Reputation: 584
I'm developing spider for scraping some pages and i have issues with scrapy-pipeline.. I don't know why.. What's wrong in the script?
# -*- coding: utf-8 -*-
# Define your item pipelines here
#
# Don't forget to add your pipeline to the ITEM_PIPELINES setting
# See: http://doc.scrapy.org/en/latest/topics/item-pipeline.html
from scrapy.exceptions import DropItem
import sqlite3
con = None
class RealtybasePipeline(object):
def __init__(self):
self.setupDBCon()
self.createTables()
def process_item(self, item, spider):
self.storeInDb(item)
return item
def storeInDb(self, item):
dealerId = self.cur.lastrowid
self.storeSrealityInfoInDb(item)
self.storeDealerInfoInDb(item)
def storeSrealityInfoInDb(self, item):
self.cur.execute("INSERT INTO sreality(\
name, \
price, \
url, \
estateType, \
adress, \
createDate, \
source, \
dealerName, \
dealerMail, \
dealerPhoto, \
) \
VALUES( ?, ?, ?, ?, ?, ?, ?, ?, ? )", \
( \
item.get('name'),
item.get('price'),
item.get('url'),
item.get('estateType'),
item.get('adress'),
item.get('createDate'),
item.get('source'),
item.get('dealerName'),
item.get('dealerMail'),
item.get('dealerPhoto'),
))
self.con.commit()
def storeDealerInfoInDb(self, item):
self.cur.execute("INSERT INTO Actors(\
dealerName, \
dealerMail, \
dealerPhoto \
) \
VALUES(?,?,?)",
(
item.get('dealerName'),
item.get('dealerMail'),
item.get('dealerPhoto'),
))
self.con.commit()
def setupDBCon(self):
self.con = sqlite3.connect('test.db')
self.cur = self.con.cursor()
# this is the class destructor. It will get called automaticly by python's garbage collecter once this class is no longer used.
def __del__(self):
self.closeDB()
# I'm currently droping the tables if they exist before I run the script each time, so that
# I don't get duplicate info.
def createTables(self):
#self.dropSrealityTable()
#self.dropDealersTable()
self.createSrealityTable()
self.createDealersTable()
def createSrealityTable(self):
self.cur.execute("CREATE TABLE IF NOT EXISTS sreality(name TEXT PRIMARY KEY NOT NULL, \
price TEXT, \
url TEXT, \
photo TEXT, \
estateType TEXT, \
adress TEXT, \
createDate Text, \
source TEXT, \
dealerName TEXT, \
dealerMail TEXT, \
dealerPhoto TEXT, \
)")
def createDealersTable(self):
self.cur.execute("CREATE TABLE IF NOT EXISTS Actors(dealerName TEXT PRIMARY KEY NOT NULL, \
dealerMail TEXT, \
dealerPhoto TEXT )")
def dropSrealityTable(self):
self.cur.execute("DROP TABLE IF EXISTS sreality")

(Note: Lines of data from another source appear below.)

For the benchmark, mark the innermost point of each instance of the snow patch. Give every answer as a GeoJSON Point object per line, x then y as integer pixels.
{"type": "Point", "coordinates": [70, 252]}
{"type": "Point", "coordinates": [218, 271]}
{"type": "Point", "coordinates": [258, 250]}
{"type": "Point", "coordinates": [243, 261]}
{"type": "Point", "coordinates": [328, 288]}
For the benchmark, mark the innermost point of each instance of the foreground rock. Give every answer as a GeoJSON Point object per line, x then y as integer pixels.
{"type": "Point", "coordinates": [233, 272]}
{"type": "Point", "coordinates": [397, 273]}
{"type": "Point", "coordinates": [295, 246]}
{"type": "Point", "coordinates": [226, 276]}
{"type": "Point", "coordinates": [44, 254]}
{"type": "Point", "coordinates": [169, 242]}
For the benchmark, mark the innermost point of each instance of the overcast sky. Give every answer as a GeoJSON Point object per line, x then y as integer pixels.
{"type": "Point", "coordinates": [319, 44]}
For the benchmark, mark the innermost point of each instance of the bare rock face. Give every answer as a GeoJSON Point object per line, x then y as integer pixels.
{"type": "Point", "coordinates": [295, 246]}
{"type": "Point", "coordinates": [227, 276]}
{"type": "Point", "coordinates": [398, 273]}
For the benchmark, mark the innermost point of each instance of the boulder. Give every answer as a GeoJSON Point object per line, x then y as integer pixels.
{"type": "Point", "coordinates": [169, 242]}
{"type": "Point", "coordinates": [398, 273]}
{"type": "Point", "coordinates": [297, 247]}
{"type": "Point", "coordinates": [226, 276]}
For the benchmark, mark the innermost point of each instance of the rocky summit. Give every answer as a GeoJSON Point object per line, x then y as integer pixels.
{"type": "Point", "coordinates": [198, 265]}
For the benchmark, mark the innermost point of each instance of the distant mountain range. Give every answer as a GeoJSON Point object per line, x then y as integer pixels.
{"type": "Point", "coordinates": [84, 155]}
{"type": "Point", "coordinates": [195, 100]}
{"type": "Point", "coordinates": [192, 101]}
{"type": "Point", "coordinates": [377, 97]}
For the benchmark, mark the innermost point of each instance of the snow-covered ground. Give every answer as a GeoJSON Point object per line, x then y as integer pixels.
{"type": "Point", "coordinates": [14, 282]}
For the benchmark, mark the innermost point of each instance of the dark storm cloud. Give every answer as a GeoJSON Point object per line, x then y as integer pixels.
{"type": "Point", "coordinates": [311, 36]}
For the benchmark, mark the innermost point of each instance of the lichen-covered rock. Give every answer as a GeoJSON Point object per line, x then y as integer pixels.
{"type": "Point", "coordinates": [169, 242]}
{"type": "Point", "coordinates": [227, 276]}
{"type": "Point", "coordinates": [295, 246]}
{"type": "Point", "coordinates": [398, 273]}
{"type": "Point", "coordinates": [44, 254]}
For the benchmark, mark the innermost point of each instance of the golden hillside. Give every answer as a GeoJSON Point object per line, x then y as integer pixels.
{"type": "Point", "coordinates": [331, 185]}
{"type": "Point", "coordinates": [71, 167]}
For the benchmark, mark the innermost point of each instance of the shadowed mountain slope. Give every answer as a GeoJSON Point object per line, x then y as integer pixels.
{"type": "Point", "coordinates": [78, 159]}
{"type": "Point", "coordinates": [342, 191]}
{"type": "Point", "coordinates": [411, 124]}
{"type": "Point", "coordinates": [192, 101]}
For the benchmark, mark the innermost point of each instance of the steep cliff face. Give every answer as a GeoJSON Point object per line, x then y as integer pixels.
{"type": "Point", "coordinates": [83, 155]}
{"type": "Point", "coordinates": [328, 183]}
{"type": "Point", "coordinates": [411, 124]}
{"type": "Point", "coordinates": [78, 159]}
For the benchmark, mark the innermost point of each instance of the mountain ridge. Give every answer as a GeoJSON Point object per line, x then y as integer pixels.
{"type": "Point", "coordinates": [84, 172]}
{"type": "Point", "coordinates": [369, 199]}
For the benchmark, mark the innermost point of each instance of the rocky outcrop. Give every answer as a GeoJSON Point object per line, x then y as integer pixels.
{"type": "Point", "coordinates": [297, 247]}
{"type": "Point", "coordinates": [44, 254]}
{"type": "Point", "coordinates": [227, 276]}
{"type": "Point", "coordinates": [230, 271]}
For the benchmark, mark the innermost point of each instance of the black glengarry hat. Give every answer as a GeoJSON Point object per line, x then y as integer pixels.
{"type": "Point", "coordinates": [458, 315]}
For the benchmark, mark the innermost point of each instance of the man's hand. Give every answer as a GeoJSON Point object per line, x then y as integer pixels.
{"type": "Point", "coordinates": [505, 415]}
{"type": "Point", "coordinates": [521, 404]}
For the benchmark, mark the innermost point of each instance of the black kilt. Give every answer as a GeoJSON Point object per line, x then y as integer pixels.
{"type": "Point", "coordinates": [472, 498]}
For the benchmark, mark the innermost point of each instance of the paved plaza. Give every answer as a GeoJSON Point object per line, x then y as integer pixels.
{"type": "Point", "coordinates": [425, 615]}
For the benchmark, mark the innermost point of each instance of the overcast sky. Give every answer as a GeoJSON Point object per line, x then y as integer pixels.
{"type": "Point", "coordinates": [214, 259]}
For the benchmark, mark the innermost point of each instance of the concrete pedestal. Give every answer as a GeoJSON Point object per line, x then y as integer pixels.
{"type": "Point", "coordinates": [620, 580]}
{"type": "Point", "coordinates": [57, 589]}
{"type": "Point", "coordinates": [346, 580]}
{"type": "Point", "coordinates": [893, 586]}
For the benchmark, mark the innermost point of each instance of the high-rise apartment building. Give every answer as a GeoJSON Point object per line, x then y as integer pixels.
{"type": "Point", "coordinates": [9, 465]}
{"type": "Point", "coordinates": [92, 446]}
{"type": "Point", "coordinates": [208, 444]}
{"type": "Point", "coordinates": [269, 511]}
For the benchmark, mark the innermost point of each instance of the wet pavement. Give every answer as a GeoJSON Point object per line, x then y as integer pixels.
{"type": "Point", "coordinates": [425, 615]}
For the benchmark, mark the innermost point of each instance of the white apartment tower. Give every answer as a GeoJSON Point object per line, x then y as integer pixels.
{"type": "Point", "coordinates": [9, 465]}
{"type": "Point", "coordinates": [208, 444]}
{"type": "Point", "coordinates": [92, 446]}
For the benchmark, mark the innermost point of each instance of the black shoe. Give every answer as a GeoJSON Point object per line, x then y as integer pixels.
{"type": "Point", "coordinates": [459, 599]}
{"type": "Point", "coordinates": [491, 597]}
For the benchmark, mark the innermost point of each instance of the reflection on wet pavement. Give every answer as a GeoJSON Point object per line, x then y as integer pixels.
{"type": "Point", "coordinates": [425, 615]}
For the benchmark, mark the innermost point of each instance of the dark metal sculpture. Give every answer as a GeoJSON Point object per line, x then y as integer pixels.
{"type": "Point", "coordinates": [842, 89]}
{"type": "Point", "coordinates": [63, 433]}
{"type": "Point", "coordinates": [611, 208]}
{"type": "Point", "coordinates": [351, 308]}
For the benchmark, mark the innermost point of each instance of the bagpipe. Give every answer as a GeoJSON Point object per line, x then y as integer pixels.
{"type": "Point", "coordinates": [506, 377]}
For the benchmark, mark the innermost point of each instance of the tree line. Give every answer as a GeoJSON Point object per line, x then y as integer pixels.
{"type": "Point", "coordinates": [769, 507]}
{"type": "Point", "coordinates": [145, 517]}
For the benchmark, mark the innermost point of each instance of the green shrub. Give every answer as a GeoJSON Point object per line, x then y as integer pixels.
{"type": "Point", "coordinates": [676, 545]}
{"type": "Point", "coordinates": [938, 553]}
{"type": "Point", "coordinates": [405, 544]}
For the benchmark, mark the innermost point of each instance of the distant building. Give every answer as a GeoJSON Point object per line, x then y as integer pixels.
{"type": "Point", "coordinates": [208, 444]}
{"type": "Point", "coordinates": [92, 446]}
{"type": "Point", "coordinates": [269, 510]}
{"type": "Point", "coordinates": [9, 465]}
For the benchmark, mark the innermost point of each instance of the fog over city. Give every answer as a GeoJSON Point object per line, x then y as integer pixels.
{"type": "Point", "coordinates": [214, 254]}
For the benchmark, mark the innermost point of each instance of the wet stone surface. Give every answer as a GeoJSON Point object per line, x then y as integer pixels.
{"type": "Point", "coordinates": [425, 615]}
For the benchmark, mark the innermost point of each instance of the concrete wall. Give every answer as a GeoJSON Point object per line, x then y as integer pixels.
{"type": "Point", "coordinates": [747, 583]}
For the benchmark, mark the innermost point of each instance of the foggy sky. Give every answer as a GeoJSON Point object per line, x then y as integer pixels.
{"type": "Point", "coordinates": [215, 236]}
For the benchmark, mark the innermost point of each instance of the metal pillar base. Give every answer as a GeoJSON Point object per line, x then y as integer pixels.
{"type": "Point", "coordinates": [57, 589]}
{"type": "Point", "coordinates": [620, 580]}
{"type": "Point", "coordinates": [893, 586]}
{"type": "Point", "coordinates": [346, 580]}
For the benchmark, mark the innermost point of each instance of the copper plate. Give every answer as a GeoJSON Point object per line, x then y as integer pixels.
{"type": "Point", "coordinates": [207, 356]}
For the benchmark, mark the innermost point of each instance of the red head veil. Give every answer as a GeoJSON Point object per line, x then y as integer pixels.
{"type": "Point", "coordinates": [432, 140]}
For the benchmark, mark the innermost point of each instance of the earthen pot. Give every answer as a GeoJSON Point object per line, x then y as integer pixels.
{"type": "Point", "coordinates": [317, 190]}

def dropDealersTable(self):
self.cur.execute("DROP TABLE IF EXISTS dealers")
def closeDB(self):
self.con.close()
After I run the spider, it throws me some errors..
File "/home/pr0n/Dropbox/realtyBase/realtyBase/pipelines.py", line 16, in __init__
self.createTables()
File "/home/pr0n/Dropbox/realtyBase/realtyBase/pipelines.py", line 83, in createTables
self.createSrealityTable()
File "/home/pr0n/Dropbox/realtyBase/realtyBase/pipelines.py", line 99, in createSrealityTable
)")
sqlite3.OperationalError: near ")": syntax error
Upvotes: 1
Views: 850
Reputation: 474021
There is an extra comma before the closing parenthesis:
self.cur.execute("CREATE TABLE IF NOT EXISTS sreality(name TEXT PRIMARY KEY NOT NULL, \
price TEXT, \
url TEXT, \
photo TEXT, \
estateType TEXT, \
adress TEXT, \
createDate Text, \
source TEXT, \
dealerName TEXT, \
dealerMail TEXT, \
dealerPhoto TEXT, \ # < HERE
)")
As a side point, to improve readability, you can write your multi-line query in triple quotes:
self.cur.execute("""
CREATE TABLE IF NOT EXISTS
sreality
(name TEXT PRIMARY KEY NOT NULL,
price TEXT,
url TEXT,
photo TEXT,
estateType TEXT,
adress TEXT,
createDate Text,
source TEXT,
dealerName TEXT,
dealerMail TEXT,
dealerPhoto TEXT)
""")
You may also consider abstracting it out with an ORM, like sqlalchemy
.
Upvotes: 2